The beautiful thing about private foundations is that they are not tied by the same red tape as governmental agencies. They can continually give money to aid in reconstruction and redevelopment of any part of the globe they see fit.

Private groups such as the Bill and Melinda Gates Foundation, which alone has given nearly $20 billion to global health and development since its inception. They get the money to the right people who do the work no matter what the latest political trends.

But it's not just about how much money has been or can be disbursed. Sometimes, money needs to be disbursed over time in order to maintain a certain level of aid over a certain amount of time. It's also about how many people can be organized to help.

In 2010, volunteers organized by the U.S. flocked to Haiti, showing support in any way possible. Today, not even government entities can get themselves organized, though the Haiti crisis is far from over.

After a four-day trip to Haiti, on March 24, Helen Clark of the U.N. Development Program urged the Haitian government to revive an international panel originally created to coordinate the reconstruction and rebuilding of the impoverished country. The panel, that included former President Bill Clinton, was dissolved in October after lawmakers could not come to a consensus over renewal of their charter.

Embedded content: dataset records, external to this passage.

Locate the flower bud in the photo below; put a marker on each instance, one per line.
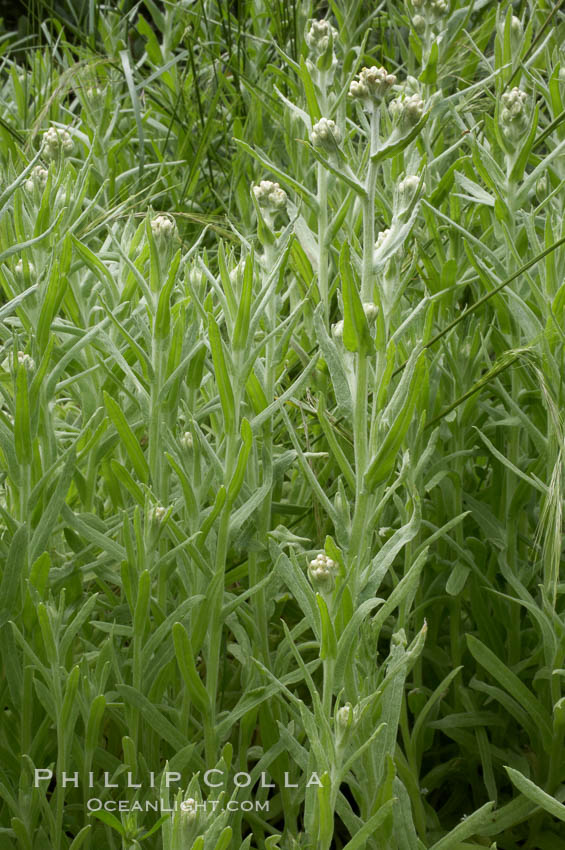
(431, 9)
(382, 237)
(37, 177)
(372, 85)
(156, 514)
(322, 572)
(513, 115)
(187, 441)
(26, 361)
(541, 188)
(56, 142)
(516, 28)
(270, 196)
(318, 37)
(326, 134)
(407, 111)
(19, 268)
(189, 810)
(407, 188)
(344, 717)
(419, 23)
(163, 229)
(371, 310)
(337, 330)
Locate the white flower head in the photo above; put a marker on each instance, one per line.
(156, 514)
(372, 84)
(56, 142)
(407, 111)
(382, 237)
(406, 190)
(431, 9)
(26, 361)
(419, 23)
(516, 28)
(322, 570)
(344, 716)
(337, 330)
(270, 196)
(326, 134)
(37, 177)
(163, 229)
(187, 440)
(513, 116)
(318, 37)
(189, 810)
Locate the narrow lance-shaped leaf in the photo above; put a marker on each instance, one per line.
(356, 333)
(223, 379)
(185, 660)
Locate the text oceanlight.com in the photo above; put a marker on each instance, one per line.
(94, 804)
(212, 778)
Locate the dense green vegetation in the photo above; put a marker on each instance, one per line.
(281, 435)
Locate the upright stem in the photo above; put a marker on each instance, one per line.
(216, 602)
(360, 422)
(369, 209)
(322, 248)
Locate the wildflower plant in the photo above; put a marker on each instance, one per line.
(281, 441)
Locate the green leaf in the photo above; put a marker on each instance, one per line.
(185, 660)
(162, 326)
(223, 379)
(384, 460)
(110, 820)
(398, 143)
(13, 574)
(359, 841)
(225, 839)
(239, 474)
(328, 645)
(356, 333)
(129, 440)
(22, 420)
(534, 793)
(513, 685)
(241, 329)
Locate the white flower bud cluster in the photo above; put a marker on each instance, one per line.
(156, 514)
(322, 571)
(270, 196)
(189, 810)
(431, 8)
(516, 28)
(26, 361)
(337, 330)
(325, 134)
(381, 237)
(407, 188)
(419, 23)
(372, 84)
(19, 268)
(163, 228)
(56, 141)
(37, 177)
(513, 115)
(318, 37)
(187, 441)
(408, 110)
(344, 716)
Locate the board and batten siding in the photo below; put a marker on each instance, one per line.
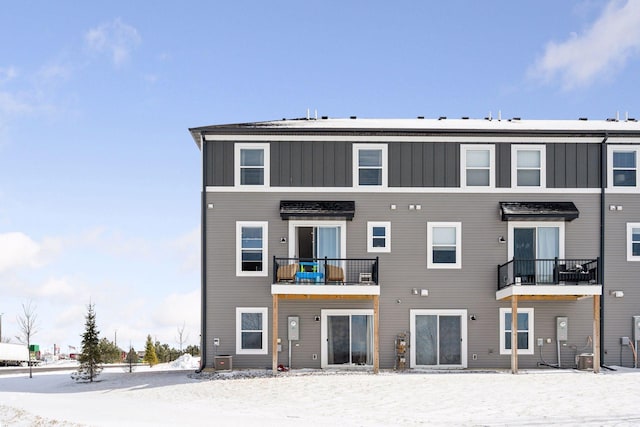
(411, 164)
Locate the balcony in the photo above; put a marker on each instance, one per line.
(548, 278)
(325, 276)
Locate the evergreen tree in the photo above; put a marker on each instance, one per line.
(150, 356)
(132, 358)
(109, 352)
(89, 358)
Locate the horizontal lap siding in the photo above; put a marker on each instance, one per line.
(620, 275)
(471, 288)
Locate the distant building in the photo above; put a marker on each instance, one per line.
(335, 243)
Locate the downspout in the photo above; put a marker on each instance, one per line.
(603, 175)
(203, 260)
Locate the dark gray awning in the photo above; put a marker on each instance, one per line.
(311, 208)
(538, 210)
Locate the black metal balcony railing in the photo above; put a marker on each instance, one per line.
(331, 271)
(548, 272)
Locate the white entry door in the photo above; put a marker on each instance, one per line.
(438, 339)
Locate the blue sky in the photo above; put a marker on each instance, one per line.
(99, 177)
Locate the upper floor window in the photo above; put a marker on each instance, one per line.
(633, 241)
(370, 165)
(528, 166)
(477, 166)
(252, 165)
(378, 237)
(444, 248)
(623, 166)
(251, 248)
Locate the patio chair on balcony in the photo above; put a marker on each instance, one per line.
(287, 273)
(334, 273)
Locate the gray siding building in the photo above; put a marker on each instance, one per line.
(416, 244)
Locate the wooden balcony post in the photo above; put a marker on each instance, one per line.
(274, 338)
(376, 329)
(596, 334)
(514, 334)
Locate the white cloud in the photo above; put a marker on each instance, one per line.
(188, 246)
(115, 39)
(7, 74)
(55, 288)
(177, 309)
(18, 250)
(598, 52)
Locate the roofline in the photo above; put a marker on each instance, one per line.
(425, 128)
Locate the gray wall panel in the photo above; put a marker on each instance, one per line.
(622, 275)
(503, 165)
(571, 165)
(471, 288)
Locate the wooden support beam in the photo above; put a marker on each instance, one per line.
(274, 337)
(376, 339)
(514, 334)
(596, 334)
(325, 297)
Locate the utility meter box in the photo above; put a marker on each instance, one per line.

To me, that would be an obvious question to answer: Should we continue helping people? Yes. OK, let's move on.

In complete contrast to the disorganization of government, private, nonprofit organizations continue to sprout from the sands of struggle to help the Haitian people.

One such organization, called the Community Health Initiative, has been fighting against red-tape and disease alike to continue its mission to provide safety and aid to Haiti. In an emotional and determined press release sent earlier this year, the group happily announced it was finally established as an independent nonprofit organization solely devoted to providing aid to Haiti.

So far in 2012, the group's mobile clinics, including many students from the chapter at UI, have seen more than 2,000 patients and distributed more than $300,000 worth of medicine. Alone.

So, if you want to play a game of regime change, keep telling yourself that governments are the answer to international humanitarian crises. But if you want results, look to the nonprofits such as the Community Health Initiative to get real things done.